A MOVE from AGL to retain the rights of an estimated two billion tonnes of brown coal extends a period of uncertainty for about 30 landholders in Flynn.
The retention licence application to the Victorian Department of State Development, Business and Innovation last month is the latest development since an exploration licence over the Flynn region was first granted to Australian Power and Energy Limited in 2002.
Flynn Creek beef and sheep farmer and Flynn Landowners Coal and Consultative Committee member, Jeff Rathjen said coal licenses were a "blight on the ground", and estimated land had decreased in value by 20 per cent.
"People won't buy into it and it's hard to sell it to outsiders. It's the uncertainty of it all," Mr Rathjen said.
"As soon as there is a mining licence, it devalues the ground straight away."
Environment Victoria made a submission earlier this month to the State Government to withdraw AGL's licence.
Safe climate campaign manager Nicholas Aberle said more than 900 submissions agreed that AGL did not need the coal to test new coal processing technology, as claimed in its work plan.

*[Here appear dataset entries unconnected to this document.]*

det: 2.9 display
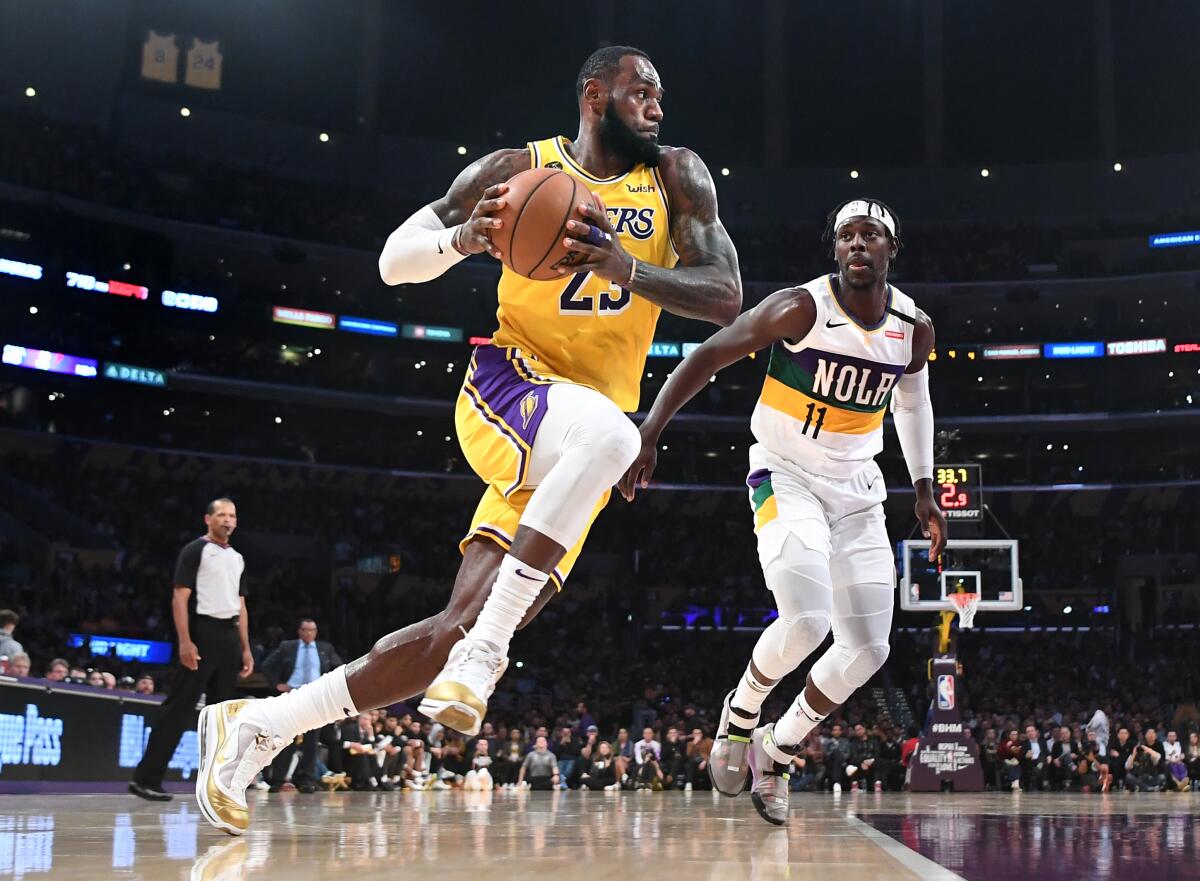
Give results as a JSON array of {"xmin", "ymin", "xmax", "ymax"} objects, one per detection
[{"xmin": 935, "ymin": 464, "xmax": 983, "ymax": 522}]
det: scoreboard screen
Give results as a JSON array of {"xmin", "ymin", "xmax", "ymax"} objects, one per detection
[{"xmin": 935, "ymin": 464, "xmax": 983, "ymax": 522}]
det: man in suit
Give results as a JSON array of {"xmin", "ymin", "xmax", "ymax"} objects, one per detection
[{"xmin": 261, "ymin": 619, "xmax": 344, "ymax": 792}]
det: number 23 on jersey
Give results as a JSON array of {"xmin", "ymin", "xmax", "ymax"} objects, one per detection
[{"xmin": 558, "ymin": 271, "xmax": 632, "ymax": 316}]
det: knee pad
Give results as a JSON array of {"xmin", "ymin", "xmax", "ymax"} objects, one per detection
[
  {"xmin": 751, "ymin": 612, "xmax": 830, "ymax": 680},
  {"xmin": 592, "ymin": 416, "xmax": 641, "ymax": 473},
  {"xmin": 842, "ymin": 640, "xmax": 890, "ymax": 689},
  {"xmin": 809, "ymin": 639, "xmax": 891, "ymax": 706}
]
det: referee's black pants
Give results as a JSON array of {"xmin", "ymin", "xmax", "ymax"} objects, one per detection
[{"xmin": 134, "ymin": 616, "xmax": 242, "ymax": 788}]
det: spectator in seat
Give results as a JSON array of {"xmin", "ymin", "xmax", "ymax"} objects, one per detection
[
  {"xmin": 579, "ymin": 741, "xmax": 618, "ymax": 791},
  {"xmin": 997, "ymin": 728, "xmax": 1023, "ymax": 791},
  {"xmin": 685, "ymin": 726, "xmax": 713, "ymax": 791},
  {"xmin": 1021, "ymin": 724, "xmax": 1048, "ymax": 791},
  {"xmin": 134, "ymin": 674, "xmax": 155, "ymax": 695},
  {"xmin": 44, "ymin": 659, "xmax": 69, "ymax": 682},
  {"xmin": 1049, "ymin": 726, "xmax": 1077, "ymax": 791},
  {"xmin": 1125, "ymin": 729, "xmax": 1165, "ymax": 792},
  {"xmin": 1163, "ymin": 730, "xmax": 1189, "ymax": 791},
  {"xmin": 979, "ymin": 728, "xmax": 1000, "ymax": 790},
  {"xmin": 341, "ymin": 713, "xmax": 393, "ymax": 791},
  {"xmin": 1186, "ymin": 732, "xmax": 1200, "ymax": 791},
  {"xmin": 518, "ymin": 736, "xmax": 559, "ymax": 790},
  {"xmin": 553, "ymin": 726, "xmax": 580, "ymax": 790},
  {"xmin": 823, "ymin": 723, "xmax": 851, "ymax": 792},
  {"xmin": 8, "ymin": 652, "xmax": 30, "ymax": 678},
  {"xmin": 660, "ymin": 726, "xmax": 687, "ymax": 790},
  {"xmin": 790, "ymin": 737, "xmax": 827, "ymax": 792},
  {"xmin": 86, "ymin": 669, "xmax": 105, "ymax": 688},
  {"xmin": 846, "ymin": 723, "xmax": 880, "ymax": 791},
  {"xmin": 882, "ymin": 726, "xmax": 906, "ymax": 791},
  {"xmin": 0, "ymin": 609, "xmax": 23, "ymax": 659},
  {"xmin": 493, "ymin": 728, "xmax": 526, "ymax": 789},
  {"xmin": 900, "ymin": 726, "xmax": 921, "ymax": 790},
  {"xmin": 615, "ymin": 728, "xmax": 634, "ymax": 763},
  {"xmin": 463, "ymin": 738, "xmax": 494, "ymax": 790},
  {"xmin": 1108, "ymin": 726, "xmax": 1134, "ymax": 791}
]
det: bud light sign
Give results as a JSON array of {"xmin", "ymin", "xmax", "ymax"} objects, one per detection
[{"xmin": 937, "ymin": 674, "xmax": 955, "ymax": 710}]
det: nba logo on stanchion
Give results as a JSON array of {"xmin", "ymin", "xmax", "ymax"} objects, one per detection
[{"xmin": 937, "ymin": 675, "xmax": 955, "ymax": 710}]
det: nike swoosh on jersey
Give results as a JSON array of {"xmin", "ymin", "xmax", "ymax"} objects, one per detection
[{"xmin": 826, "ymin": 319, "xmax": 848, "ymax": 328}]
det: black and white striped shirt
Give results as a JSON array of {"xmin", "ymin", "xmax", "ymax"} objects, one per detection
[{"xmin": 174, "ymin": 537, "xmax": 245, "ymax": 620}]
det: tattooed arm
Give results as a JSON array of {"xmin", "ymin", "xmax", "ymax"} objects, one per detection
[{"xmin": 561, "ymin": 146, "xmax": 742, "ymax": 326}]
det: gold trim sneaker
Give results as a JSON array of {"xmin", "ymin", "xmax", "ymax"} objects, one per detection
[
  {"xmin": 196, "ymin": 700, "xmax": 288, "ymax": 836},
  {"xmin": 418, "ymin": 630, "xmax": 507, "ymax": 737}
]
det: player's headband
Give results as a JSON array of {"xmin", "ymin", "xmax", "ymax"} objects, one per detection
[{"xmin": 834, "ymin": 200, "xmax": 896, "ymax": 236}]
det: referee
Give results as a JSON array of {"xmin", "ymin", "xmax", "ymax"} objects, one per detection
[{"xmin": 130, "ymin": 497, "xmax": 253, "ymax": 801}]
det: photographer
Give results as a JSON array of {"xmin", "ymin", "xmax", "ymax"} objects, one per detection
[
  {"xmin": 634, "ymin": 742, "xmax": 664, "ymax": 791},
  {"xmin": 1125, "ymin": 729, "xmax": 1166, "ymax": 792}
]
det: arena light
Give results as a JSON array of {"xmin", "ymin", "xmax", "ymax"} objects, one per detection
[
  {"xmin": 980, "ymin": 168, "xmax": 990, "ymax": 178},
  {"xmin": 1043, "ymin": 341, "xmax": 1103, "ymax": 359},
  {"xmin": 66, "ymin": 271, "xmax": 148, "ymax": 300},
  {"xmin": 103, "ymin": 362, "xmax": 167, "ymax": 387},
  {"xmin": 402, "ymin": 323, "xmax": 463, "ymax": 342},
  {"xmin": 850, "ymin": 170, "xmax": 859, "ymax": 180},
  {"xmin": 338, "ymin": 315, "xmax": 398, "ymax": 337},
  {"xmin": 272, "ymin": 305, "xmax": 336, "ymax": 330},
  {"xmin": 25, "ymin": 86, "xmax": 37, "ymax": 98},
  {"xmin": 180, "ymin": 106, "xmax": 191, "ymax": 117},
  {"xmin": 319, "ymin": 132, "xmax": 330, "ymax": 143},
  {"xmin": 1149, "ymin": 230, "xmax": 1200, "ymax": 248},
  {"xmin": 1106, "ymin": 338, "xmax": 1166, "ymax": 357},
  {"xmin": 720, "ymin": 167, "xmax": 730, "ymax": 177},
  {"xmin": 162, "ymin": 290, "xmax": 219, "ymax": 312},
  {"xmin": 3, "ymin": 344, "xmax": 97, "ymax": 377},
  {"xmin": 0, "ymin": 257, "xmax": 43, "ymax": 280},
  {"xmin": 1112, "ymin": 162, "xmax": 1123, "ymax": 172},
  {"xmin": 981, "ymin": 344, "xmax": 1040, "ymax": 360},
  {"xmin": 456, "ymin": 146, "xmax": 467, "ymax": 155}
]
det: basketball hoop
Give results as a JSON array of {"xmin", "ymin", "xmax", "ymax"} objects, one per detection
[{"xmin": 950, "ymin": 592, "xmax": 980, "ymax": 629}]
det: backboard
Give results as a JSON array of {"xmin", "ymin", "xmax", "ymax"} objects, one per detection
[{"xmin": 899, "ymin": 539, "xmax": 1022, "ymax": 612}]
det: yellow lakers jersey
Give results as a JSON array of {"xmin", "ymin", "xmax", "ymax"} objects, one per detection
[{"xmin": 491, "ymin": 136, "xmax": 678, "ymax": 412}]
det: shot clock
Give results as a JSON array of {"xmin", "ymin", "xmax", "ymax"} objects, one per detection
[{"xmin": 935, "ymin": 464, "xmax": 983, "ymax": 522}]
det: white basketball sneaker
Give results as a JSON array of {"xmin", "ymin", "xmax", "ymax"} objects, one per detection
[
  {"xmin": 418, "ymin": 631, "xmax": 508, "ymax": 737},
  {"xmin": 195, "ymin": 700, "xmax": 288, "ymax": 836}
]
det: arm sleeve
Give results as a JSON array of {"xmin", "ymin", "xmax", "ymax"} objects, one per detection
[
  {"xmin": 378, "ymin": 204, "xmax": 468, "ymax": 285},
  {"xmin": 173, "ymin": 541, "xmax": 203, "ymax": 589},
  {"xmin": 891, "ymin": 366, "xmax": 934, "ymax": 484}
]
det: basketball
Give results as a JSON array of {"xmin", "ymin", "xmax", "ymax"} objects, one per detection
[{"xmin": 488, "ymin": 167, "xmax": 598, "ymax": 281}]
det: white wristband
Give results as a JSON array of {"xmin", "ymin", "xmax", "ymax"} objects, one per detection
[{"xmin": 378, "ymin": 204, "xmax": 468, "ymax": 285}]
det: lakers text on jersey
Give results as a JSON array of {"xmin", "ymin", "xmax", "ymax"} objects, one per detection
[{"xmin": 490, "ymin": 135, "xmax": 678, "ymax": 413}]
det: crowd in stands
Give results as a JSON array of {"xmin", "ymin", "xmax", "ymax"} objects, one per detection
[
  {"xmin": 4, "ymin": 108, "xmax": 1200, "ymax": 284},
  {"xmin": 2, "ymin": 431, "xmax": 1197, "ymax": 797}
]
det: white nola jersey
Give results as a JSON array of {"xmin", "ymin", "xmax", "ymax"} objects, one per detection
[{"xmin": 750, "ymin": 274, "xmax": 918, "ymax": 479}]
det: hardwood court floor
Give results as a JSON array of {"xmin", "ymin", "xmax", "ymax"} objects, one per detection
[{"xmin": 1, "ymin": 790, "xmax": 1197, "ymax": 880}]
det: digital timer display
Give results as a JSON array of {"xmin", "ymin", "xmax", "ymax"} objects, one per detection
[{"xmin": 935, "ymin": 464, "xmax": 983, "ymax": 522}]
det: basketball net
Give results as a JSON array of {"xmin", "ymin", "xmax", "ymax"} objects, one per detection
[{"xmin": 950, "ymin": 592, "xmax": 980, "ymax": 629}]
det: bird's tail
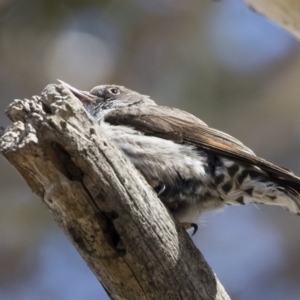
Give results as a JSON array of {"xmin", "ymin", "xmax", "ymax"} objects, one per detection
[{"xmin": 216, "ymin": 158, "xmax": 300, "ymax": 215}]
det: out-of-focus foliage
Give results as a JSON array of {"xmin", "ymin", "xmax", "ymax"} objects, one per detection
[{"xmin": 1, "ymin": 0, "xmax": 300, "ymax": 299}]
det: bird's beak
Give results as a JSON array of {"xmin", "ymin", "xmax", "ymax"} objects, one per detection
[{"xmin": 57, "ymin": 79, "xmax": 96, "ymax": 103}]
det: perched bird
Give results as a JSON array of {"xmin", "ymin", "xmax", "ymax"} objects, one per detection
[{"xmin": 58, "ymin": 80, "xmax": 300, "ymax": 231}]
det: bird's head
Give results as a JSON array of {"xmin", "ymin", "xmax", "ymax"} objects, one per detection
[{"xmin": 57, "ymin": 80, "xmax": 155, "ymax": 122}]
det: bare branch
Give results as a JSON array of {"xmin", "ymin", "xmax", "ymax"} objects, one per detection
[
  {"xmin": 0, "ymin": 84, "xmax": 230, "ymax": 300},
  {"xmin": 243, "ymin": 0, "xmax": 300, "ymax": 39}
]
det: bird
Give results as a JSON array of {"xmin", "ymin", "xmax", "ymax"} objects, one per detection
[{"xmin": 57, "ymin": 80, "xmax": 300, "ymax": 233}]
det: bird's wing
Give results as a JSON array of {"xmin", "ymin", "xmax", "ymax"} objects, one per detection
[{"xmin": 105, "ymin": 105, "xmax": 300, "ymax": 191}]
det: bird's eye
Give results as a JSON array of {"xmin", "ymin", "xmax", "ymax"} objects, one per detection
[{"xmin": 108, "ymin": 88, "xmax": 120, "ymax": 95}]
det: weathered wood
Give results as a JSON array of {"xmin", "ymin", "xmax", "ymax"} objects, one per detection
[
  {"xmin": 0, "ymin": 84, "xmax": 230, "ymax": 300},
  {"xmin": 243, "ymin": 0, "xmax": 300, "ymax": 39}
]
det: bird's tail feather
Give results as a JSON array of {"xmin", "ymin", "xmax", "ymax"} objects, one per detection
[{"xmin": 217, "ymin": 158, "xmax": 300, "ymax": 215}]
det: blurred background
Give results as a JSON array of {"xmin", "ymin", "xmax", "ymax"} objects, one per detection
[{"xmin": 1, "ymin": 0, "xmax": 300, "ymax": 299}]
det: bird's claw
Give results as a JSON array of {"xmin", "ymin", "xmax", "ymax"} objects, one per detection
[
  {"xmin": 156, "ymin": 182, "xmax": 166, "ymax": 196},
  {"xmin": 190, "ymin": 223, "xmax": 198, "ymax": 236},
  {"xmin": 182, "ymin": 222, "xmax": 198, "ymax": 236}
]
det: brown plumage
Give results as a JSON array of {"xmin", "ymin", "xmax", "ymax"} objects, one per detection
[{"xmin": 105, "ymin": 105, "xmax": 300, "ymax": 196}]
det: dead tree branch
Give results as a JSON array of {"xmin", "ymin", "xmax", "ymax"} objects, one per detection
[
  {"xmin": 0, "ymin": 84, "xmax": 230, "ymax": 300},
  {"xmin": 243, "ymin": 0, "xmax": 300, "ymax": 39}
]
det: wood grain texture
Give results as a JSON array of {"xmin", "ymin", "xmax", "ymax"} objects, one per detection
[{"xmin": 0, "ymin": 84, "xmax": 230, "ymax": 300}]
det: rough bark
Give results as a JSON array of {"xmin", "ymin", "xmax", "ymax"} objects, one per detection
[
  {"xmin": 243, "ymin": 0, "xmax": 300, "ymax": 39},
  {"xmin": 0, "ymin": 84, "xmax": 230, "ymax": 300}
]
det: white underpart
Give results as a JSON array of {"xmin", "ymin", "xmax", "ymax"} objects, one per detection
[{"xmin": 102, "ymin": 122, "xmax": 209, "ymax": 187}]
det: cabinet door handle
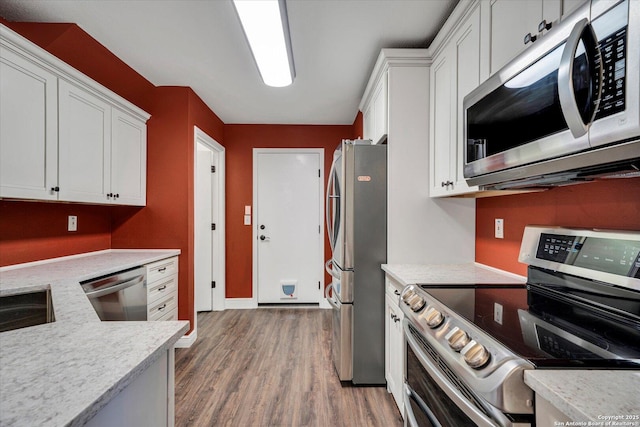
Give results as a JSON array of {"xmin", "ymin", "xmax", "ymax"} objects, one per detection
[
  {"xmin": 394, "ymin": 290, "xmax": 401, "ymax": 296},
  {"xmin": 538, "ymin": 19, "xmax": 552, "ymax": 32},
  {"xmin": 524, "ymin": 32, "xmax": 537, "ymax": 45},
  {"xmin": 394, "ymin": 316, "xmax": 400, "ymax": 323},
  {"xmin": 158, "ymin": 303, "xmax": 167, "ymax": 311},
  {"xmin": 107, "ymin": 193, "xmax": 113, "ymax": 198},
  {"xmin": 158, "ymin": 285, "xmax": 167, "ymax": 291},
  {"xmin": 51, "ymin": 186, "xmax": 60, "ymax": 192}
]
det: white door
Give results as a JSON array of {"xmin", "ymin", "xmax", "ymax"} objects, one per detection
[
  {"xmin": 254, "ymin": 149, "xmax": 323, "ymax": 304},
  {"xmin": 195, "ymin": 144, "xmax": 213, "ymax": 311},
  {"xmin": 194, "ymin": 128, "xmax": 225, "ymax": 313}
]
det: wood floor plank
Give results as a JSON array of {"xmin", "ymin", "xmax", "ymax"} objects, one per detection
[{"xmin": 174, "ymin": 308, "xmax": 403, "ymax": 427}]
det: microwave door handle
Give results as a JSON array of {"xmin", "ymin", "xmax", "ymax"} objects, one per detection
[{"xmin": 558, "ymin": 18, "xmax": 602, "ymax": 138}]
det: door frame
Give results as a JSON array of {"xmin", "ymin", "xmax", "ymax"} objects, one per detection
[
  {"xmin": 193, "ymin": 126, "xmax": 225, "ymax": 312},
  {"xmin": 252, "ymin": 148, "xmax": 325, "ymax": 306}
]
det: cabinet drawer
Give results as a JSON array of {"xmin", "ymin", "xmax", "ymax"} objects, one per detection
[
  {"xmin": 148, "ymin": 293, "xmax": 177, "ymax": 321},
  {"xmin": 146, "ymin": 256, "xmax": 178, "ymax": 283},
  {"xmin": 385, "ymin": 278, "xmax": 403, "ymax": 301},
  {"xmin": 147, "ymin": 274, "xmax": 177, "ymax": 305},
  {"xmin": 157, "ymin": 309, "xmax": 177, "ymax": 322}
]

Mr Aberle said when AGL received the coal allocation in 2002 after a competitive tender process, it was granted on the basis it would deliver a clean coal power station.
"The basis on which they were given this coal has not materialised," he said.
"The reality is the existing mine at Loy Yang is more than enough to do what testing they need to do, there's no reason for them to keep this existing allocation."
AGL Loy Yang will conduct consultation with the Latrobe Valley community in relation to the retention licence with a public forum scheduled to be held in Traralgon in March.